Post-Hoc Explainability Methods & Black-Box Models

Black-box models refer to automated decision systems that map user features into a decision class without exposing how and why they arrive at a particular decision. The internals of black-box models are either unknown or not clearly understood by humans. The terms black-box, grey-box, and white-box refer to the level of exposure of the internal logic to the system user – i.e., human examiners.

Post-hoc explainability takes a trained model as input and extracts the underlying relationships that the model had learned by querying the model and constructing a white-box surrogate model. Post-hoc explanations mimic model distillation as they transfer the knowledge from a large, complex model (the black-box model) into a simpler, smaller one (the white-box surrogate model). In doing so, they represent an estimated explanation of what the larger, complex model is doing, but not exactly how or why it arrived at a prediction. They, therefore, only generate an approximation of the functioning of the black-box model. Although this approximate explanation is not an exact match, it is often thought to be close enough to be useful in understanding the black-box model’s logic.

Given the utility of post-hoc explainability methods, proponents of black-box models claim that, despite their complexity, sufficient interpretability can be generated to allow for human oversight post-model deployment.

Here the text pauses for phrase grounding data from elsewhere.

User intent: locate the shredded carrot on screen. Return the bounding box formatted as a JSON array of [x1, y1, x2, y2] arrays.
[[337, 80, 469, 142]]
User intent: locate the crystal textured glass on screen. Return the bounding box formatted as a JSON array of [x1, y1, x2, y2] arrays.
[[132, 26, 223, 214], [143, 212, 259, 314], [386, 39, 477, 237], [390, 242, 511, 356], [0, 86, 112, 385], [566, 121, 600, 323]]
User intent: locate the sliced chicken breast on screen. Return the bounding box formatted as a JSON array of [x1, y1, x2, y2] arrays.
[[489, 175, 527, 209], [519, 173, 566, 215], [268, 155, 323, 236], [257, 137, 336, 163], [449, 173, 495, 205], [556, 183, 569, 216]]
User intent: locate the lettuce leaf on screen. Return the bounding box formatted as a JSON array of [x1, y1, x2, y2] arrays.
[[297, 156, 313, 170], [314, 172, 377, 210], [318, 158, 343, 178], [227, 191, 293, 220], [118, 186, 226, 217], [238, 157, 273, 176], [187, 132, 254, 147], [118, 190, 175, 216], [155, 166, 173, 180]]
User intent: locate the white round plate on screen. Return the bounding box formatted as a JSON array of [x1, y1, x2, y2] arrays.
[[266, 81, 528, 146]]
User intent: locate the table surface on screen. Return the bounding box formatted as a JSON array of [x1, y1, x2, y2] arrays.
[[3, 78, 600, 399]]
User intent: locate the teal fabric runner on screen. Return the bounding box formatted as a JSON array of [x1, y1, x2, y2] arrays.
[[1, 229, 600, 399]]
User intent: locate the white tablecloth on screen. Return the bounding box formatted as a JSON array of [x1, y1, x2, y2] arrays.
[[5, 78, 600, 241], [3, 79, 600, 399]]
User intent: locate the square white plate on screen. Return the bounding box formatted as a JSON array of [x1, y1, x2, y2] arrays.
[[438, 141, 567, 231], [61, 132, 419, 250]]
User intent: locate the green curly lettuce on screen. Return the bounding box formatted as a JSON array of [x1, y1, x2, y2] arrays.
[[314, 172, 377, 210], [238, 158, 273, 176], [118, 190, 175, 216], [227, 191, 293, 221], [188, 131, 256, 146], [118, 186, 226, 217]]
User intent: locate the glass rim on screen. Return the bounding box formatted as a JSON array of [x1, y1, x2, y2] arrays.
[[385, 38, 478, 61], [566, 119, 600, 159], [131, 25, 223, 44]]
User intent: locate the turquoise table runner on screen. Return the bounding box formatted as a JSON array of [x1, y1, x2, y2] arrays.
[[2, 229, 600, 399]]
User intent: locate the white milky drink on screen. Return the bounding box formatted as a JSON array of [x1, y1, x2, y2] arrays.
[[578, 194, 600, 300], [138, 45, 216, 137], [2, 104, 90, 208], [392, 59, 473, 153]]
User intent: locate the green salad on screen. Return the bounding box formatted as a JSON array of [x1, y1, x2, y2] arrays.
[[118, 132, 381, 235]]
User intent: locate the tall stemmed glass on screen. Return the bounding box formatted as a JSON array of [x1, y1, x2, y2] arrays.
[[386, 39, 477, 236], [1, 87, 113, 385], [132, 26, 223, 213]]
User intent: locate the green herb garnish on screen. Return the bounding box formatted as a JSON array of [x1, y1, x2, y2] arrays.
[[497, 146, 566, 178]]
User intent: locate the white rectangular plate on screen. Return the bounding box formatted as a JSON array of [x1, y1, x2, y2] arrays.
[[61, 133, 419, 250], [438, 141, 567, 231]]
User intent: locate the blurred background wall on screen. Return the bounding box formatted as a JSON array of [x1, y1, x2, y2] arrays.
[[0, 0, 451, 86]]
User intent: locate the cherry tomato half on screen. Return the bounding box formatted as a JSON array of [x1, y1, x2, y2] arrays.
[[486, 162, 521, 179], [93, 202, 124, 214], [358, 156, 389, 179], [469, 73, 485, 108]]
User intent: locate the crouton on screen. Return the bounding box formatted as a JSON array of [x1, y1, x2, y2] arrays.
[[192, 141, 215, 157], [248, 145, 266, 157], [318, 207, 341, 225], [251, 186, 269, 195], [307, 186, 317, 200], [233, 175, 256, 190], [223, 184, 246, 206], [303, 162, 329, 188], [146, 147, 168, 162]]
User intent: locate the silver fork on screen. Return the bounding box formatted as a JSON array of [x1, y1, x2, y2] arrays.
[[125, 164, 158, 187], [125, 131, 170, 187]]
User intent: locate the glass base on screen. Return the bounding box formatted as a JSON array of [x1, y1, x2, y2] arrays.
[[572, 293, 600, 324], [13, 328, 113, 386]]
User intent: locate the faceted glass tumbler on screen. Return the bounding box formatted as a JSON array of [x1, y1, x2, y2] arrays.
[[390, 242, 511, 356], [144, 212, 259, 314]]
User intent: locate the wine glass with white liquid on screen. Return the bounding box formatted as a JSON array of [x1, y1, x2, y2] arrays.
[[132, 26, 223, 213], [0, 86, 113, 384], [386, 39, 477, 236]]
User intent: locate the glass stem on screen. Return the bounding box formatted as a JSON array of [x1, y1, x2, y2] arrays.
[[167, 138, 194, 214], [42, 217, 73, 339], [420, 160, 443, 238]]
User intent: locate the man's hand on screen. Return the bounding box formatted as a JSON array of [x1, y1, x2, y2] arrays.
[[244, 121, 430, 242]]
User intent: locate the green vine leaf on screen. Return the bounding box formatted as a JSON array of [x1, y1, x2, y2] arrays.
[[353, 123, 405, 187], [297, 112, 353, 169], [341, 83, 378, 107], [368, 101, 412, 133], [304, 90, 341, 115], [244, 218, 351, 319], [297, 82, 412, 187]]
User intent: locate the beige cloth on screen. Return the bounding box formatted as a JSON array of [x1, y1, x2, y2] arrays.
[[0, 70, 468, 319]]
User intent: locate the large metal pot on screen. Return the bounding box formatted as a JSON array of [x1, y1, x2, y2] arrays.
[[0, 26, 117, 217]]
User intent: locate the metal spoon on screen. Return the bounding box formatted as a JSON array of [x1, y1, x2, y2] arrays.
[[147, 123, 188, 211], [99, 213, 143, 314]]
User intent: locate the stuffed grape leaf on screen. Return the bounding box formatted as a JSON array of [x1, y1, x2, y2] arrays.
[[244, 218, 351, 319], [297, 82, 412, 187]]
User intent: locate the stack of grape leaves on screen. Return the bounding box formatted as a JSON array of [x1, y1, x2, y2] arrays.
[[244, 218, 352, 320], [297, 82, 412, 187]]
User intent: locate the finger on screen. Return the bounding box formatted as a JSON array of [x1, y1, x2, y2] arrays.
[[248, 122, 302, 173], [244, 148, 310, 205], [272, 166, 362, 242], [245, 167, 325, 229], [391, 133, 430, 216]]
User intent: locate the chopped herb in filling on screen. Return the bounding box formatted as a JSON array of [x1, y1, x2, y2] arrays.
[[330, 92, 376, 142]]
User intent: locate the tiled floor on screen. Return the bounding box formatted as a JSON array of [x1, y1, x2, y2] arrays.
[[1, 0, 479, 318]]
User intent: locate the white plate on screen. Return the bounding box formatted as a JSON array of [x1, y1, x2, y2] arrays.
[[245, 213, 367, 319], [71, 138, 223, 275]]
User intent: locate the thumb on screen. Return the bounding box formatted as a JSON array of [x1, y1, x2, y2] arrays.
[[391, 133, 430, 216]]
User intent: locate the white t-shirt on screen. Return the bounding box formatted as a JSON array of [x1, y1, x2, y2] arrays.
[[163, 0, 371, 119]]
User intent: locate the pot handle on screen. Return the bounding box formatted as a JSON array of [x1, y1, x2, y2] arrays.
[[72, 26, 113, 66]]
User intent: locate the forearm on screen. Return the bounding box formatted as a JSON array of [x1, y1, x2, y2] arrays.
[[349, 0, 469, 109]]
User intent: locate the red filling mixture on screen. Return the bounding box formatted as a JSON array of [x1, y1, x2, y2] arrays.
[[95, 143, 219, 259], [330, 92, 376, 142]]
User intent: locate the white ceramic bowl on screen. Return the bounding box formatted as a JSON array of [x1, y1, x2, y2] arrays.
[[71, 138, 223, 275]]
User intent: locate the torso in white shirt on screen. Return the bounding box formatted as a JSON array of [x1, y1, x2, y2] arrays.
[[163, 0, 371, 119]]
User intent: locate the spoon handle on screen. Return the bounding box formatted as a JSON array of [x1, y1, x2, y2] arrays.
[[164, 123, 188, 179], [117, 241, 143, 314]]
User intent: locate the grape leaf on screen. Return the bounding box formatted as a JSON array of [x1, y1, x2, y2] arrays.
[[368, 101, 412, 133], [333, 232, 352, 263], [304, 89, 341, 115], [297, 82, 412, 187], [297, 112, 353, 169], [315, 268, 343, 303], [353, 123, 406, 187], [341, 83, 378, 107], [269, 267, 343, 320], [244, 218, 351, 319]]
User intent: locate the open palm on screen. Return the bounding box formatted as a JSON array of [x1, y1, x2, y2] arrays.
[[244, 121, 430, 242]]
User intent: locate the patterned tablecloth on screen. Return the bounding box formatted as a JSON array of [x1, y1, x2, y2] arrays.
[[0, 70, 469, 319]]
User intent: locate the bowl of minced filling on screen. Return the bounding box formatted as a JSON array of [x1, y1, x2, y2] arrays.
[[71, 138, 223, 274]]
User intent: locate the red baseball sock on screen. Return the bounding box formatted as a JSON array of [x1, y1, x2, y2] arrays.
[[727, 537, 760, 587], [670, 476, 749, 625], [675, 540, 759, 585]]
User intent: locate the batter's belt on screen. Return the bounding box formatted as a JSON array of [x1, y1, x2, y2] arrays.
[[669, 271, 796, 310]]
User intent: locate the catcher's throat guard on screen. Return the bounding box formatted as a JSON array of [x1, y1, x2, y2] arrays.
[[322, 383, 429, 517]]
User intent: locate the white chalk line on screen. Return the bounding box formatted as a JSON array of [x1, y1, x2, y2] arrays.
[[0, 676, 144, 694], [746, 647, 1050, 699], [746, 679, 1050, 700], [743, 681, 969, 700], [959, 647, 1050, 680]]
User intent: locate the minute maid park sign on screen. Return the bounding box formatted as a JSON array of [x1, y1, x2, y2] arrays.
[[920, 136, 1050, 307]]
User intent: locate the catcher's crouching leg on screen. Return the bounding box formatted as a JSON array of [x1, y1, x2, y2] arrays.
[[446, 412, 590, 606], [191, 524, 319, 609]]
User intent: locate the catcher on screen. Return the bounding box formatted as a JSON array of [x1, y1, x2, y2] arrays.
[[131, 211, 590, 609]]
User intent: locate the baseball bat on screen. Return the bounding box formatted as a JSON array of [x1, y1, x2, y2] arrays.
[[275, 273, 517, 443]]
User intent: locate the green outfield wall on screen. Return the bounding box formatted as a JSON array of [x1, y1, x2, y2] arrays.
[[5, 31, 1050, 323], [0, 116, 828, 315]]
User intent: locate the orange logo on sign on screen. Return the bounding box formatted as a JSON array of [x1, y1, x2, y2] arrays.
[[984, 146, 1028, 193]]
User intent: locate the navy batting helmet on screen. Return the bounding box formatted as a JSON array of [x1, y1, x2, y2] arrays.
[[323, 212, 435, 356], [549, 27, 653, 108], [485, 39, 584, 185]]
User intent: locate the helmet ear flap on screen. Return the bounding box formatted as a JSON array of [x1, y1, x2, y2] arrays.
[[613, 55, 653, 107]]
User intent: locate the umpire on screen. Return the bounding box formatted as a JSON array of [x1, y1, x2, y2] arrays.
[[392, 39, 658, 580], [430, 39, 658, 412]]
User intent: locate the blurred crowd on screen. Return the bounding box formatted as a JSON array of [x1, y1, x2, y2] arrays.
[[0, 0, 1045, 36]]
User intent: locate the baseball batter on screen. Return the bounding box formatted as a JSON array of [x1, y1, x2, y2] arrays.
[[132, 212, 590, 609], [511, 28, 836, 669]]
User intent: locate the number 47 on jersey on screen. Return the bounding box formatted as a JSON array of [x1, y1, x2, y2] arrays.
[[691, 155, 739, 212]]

This, in turn, justifies their use for high-stakes decision-making. Any malfunctions, such as discrimination, can be detected and mitigated through renewed design. However, post-hoc explainability methods suffer pitfalls, which ought to substantively challenge this belief.

The first is that post-hoc explainability methods only approximate their underlying models. They are, therefore, not faithful and suffer from low fidelity). This runs the risk that the interpretability generated might inaccurately reflect feature spaces of underlying models. Second, post-hoc explainability methods suffer from instability. This is best demonstrated in the presence of uncertainty in Local Model-Agnostic Explanations (“LIME”) due to their randomness in sampling and procedure. Furthermore, some post-hoc explainability methods are permutation-based and make the incorrect assumption of feature independence which could generate misleading explanations.

Therefore, post-hoc explainability methods lack the orientation towards illustrating outcome parity, which is essential for EU Non-Discrimination Law. Moreover, their technical shortcomings mean that they are in some cases unstable and suffer from low fidelity. Subsequently, they cannot faithfully demonstrate the absence of discrimination (the null hypothesis). Finally, the limited bias types unearthed through post-hoc explainability methods mean that their use must be confined and contextually appreciated. The utility of post-hoc explainability methods is useful, especially in model design and development, but they are possibly limited for regulatory use. They, therefore, cannot be championed as silver bullets and/or can longer be appreciated alone in a void ignorant of broader fairness metrics.

Between the lines

The goal of this paper is to encourage legal practitioners and compliance officers to embrace a more holistic view of the inherit risks involved in deploying machine learning model in high stakes decision making and to recognize the insufficiency of some post-hoc explanation methods as the sole mechanism in achieving fairness, accountability, and transparency, where issues of non-discrimination ought to be of principal concern.